Kebiasaan memberikan nasihat positif ini sering kali berasal dari niat baik.
Kita ingin membantu orang lain merasa lebih baik dan mencoba mengangkat semangat mereka.
Namun, tanpa disadari, kita justru membuat mereka merasa bersalah atas perasaan negatif yang mereka alami.
Selain itu,
budaya kita sering kali mengajarkan bahwa menunjukkan kesedihan atau kelemahan adalah tanda ketidaksempurnaan.
Sejak kecil, banyak dari kita diajarkan untuk “jangan menangis” atau “jangan mengeluh,”
seolah-olah emosi negatif adalah sesuatu yang harus disembunyikan.
Padahal, emosi itu adalah bagian alami dari kehidupan yang perlu diterima dan dipahami.
Bagaimana Menghindari Toxic Positivity?
Mengatasi toxic positivity bukan berarti kita harus selalu fokus pada hal-hal negatif.
Sebaliknya, kita perlu menyeimbangkan antara berpikir positif dan memberikan ruang bagi emosi yang ada.
Langkah pertama adalah mengakui dan menerima semua emosi yang muncul.
Jika seseorang merasa sedih, marah, atau kecewa, itu bukan tanda kelemahan.
Justru, mengakui perasaan tersebut adalah bagian dari proses penyembuhan.
Misalnya, daripada mengatakan, “Jangan sedih, kamu pasti bisa!”
cobalah untuk berkata, “Aku mengerti ini pasti sulit bagimu.
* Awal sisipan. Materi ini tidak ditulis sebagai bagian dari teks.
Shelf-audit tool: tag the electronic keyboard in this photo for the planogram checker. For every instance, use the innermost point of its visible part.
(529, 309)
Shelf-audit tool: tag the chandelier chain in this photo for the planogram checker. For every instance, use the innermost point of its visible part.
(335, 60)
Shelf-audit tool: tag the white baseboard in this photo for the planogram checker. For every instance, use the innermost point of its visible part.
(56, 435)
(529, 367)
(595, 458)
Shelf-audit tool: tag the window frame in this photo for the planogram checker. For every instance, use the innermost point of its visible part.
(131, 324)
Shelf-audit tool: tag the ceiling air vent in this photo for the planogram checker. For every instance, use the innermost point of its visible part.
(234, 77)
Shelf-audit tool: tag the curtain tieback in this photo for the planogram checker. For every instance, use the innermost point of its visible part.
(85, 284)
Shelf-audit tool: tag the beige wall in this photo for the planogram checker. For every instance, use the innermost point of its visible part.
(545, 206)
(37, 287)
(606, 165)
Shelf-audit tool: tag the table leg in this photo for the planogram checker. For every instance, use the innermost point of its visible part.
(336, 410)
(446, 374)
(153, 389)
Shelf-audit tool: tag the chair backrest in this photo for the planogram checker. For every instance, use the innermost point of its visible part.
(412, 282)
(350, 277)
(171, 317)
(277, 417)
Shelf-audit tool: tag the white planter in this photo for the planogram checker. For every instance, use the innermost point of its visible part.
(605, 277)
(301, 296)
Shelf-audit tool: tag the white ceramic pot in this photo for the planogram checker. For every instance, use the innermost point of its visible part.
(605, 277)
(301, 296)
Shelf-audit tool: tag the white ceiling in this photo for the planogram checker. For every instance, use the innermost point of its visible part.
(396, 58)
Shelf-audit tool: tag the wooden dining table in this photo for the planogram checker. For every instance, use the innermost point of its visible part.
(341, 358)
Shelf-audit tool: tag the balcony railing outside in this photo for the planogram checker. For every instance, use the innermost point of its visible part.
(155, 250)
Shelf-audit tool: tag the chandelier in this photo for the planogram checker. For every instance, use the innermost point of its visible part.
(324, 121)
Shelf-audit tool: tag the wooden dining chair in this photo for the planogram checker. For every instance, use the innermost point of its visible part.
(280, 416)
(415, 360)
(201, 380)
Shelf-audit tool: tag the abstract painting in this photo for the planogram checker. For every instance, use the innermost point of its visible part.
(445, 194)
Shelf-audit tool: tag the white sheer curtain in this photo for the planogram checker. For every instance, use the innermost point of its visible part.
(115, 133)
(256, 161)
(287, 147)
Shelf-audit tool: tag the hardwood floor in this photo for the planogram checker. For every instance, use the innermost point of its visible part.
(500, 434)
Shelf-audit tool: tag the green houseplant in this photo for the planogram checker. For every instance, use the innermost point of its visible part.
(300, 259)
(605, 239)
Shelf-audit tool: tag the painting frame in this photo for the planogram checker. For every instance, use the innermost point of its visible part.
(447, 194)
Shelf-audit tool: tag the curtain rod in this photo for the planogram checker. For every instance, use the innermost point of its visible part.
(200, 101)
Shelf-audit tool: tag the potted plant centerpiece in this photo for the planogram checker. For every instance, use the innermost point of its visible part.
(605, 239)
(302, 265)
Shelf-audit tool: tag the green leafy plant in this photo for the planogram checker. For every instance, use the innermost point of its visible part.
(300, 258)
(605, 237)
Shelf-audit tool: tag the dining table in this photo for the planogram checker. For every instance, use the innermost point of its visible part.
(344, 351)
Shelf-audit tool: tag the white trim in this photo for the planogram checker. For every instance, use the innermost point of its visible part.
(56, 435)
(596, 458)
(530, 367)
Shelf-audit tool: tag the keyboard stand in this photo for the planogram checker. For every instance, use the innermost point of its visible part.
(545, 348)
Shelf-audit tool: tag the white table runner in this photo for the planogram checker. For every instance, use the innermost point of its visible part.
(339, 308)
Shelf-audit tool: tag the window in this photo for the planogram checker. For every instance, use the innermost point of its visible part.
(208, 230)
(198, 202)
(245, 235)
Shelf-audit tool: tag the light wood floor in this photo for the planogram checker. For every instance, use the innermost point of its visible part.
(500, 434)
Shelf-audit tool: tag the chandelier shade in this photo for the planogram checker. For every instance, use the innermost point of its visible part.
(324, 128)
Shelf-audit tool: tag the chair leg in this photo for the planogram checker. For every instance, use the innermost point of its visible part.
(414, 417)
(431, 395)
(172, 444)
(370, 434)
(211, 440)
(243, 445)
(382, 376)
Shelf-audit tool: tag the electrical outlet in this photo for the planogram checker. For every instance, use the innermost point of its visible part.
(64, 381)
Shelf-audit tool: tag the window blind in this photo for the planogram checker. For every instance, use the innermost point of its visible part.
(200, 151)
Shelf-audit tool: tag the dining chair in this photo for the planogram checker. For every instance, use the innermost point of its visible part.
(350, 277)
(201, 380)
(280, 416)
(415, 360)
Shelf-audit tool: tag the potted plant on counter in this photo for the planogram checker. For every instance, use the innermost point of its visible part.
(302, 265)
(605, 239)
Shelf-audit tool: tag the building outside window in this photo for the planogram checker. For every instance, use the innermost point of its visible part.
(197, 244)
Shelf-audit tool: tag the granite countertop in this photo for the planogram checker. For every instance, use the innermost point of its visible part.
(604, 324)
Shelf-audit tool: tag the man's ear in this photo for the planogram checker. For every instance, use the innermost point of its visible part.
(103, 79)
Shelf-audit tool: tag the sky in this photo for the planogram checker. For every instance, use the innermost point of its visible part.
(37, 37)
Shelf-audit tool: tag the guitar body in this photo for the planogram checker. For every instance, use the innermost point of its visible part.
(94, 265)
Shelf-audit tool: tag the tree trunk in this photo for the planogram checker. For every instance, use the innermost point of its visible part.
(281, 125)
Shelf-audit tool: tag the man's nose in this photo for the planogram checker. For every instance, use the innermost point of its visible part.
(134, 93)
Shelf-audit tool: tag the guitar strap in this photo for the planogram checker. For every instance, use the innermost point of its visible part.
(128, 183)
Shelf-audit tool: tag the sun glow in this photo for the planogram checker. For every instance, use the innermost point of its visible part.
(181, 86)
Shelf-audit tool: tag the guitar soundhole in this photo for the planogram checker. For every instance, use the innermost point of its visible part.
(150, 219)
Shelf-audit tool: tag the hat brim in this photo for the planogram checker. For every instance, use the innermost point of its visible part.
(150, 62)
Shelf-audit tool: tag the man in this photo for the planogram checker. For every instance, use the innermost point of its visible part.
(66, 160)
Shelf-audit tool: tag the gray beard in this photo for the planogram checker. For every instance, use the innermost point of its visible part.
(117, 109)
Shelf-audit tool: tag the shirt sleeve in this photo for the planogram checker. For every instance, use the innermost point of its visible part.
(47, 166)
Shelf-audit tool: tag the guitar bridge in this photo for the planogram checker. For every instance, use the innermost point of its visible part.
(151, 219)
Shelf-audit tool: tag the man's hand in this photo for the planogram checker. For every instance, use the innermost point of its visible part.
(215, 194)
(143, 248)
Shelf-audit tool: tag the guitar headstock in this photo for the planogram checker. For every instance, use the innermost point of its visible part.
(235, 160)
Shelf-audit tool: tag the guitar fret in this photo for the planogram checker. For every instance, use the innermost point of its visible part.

Aku di sini kalau kamu butuh teman bicara.”
Selain itu, penting untuk membangun lingkungan yang mendukung keterbukaan emosional.
Jika seseorang ingin berbagi perasaan mereka, dengarkan tanpa menghakimi atau memberi solusi instan.
Terkadang, seseorang hanya butuh didengar, bukan diceramahi.
Kita juga bisa mengubah cara kita memotivasi diri sendiri.
Daripada memaksa diri untuk selalu berpikir positif, cobalah untuk lebih realistis.
Alih-alih berkata, “Aku harus tetap bahagia!”, ubahlah menjadi,
“Aku tahu ini berat, tapi aku akan melalui ini dengan cara yang terbaik.”
Menjalani Hidup dengan Seimbang
Berpikir positif tentu baik, tetapi jika dilakukan dengan cara yang menekan emosi negatif,
itu bisa menjadi sesuatu yang beracun.
Setiap emosi yang kita rasakan, baik positif maupun negatif, memiliki peran dalam kehidupan kita.
Dengan menerima dan memahami perasaan kita sendiri,
kita bisa tumbuh menjadi pribadi yang lebih kuat dan lebih autentik.
Jadi, mulai sekarang, mari kita berhenti memaksa diri dan orang lain untuk selalu bahagia.
Sebaliknya,
mari kita belajar untuk lebih jujur terhadap diri sendiri dan memberikan ruang bagi semua emosi yang ada.
Karena dalam keseimbangan antara kebahagiaan dan kesedihan,
di situlah kita menemukan makna sejati dalam hidup.
Bagaimana dengan kamu? Pernahkah kamu merasa terbebani oleh tekanan untuk selalu berpikir positif?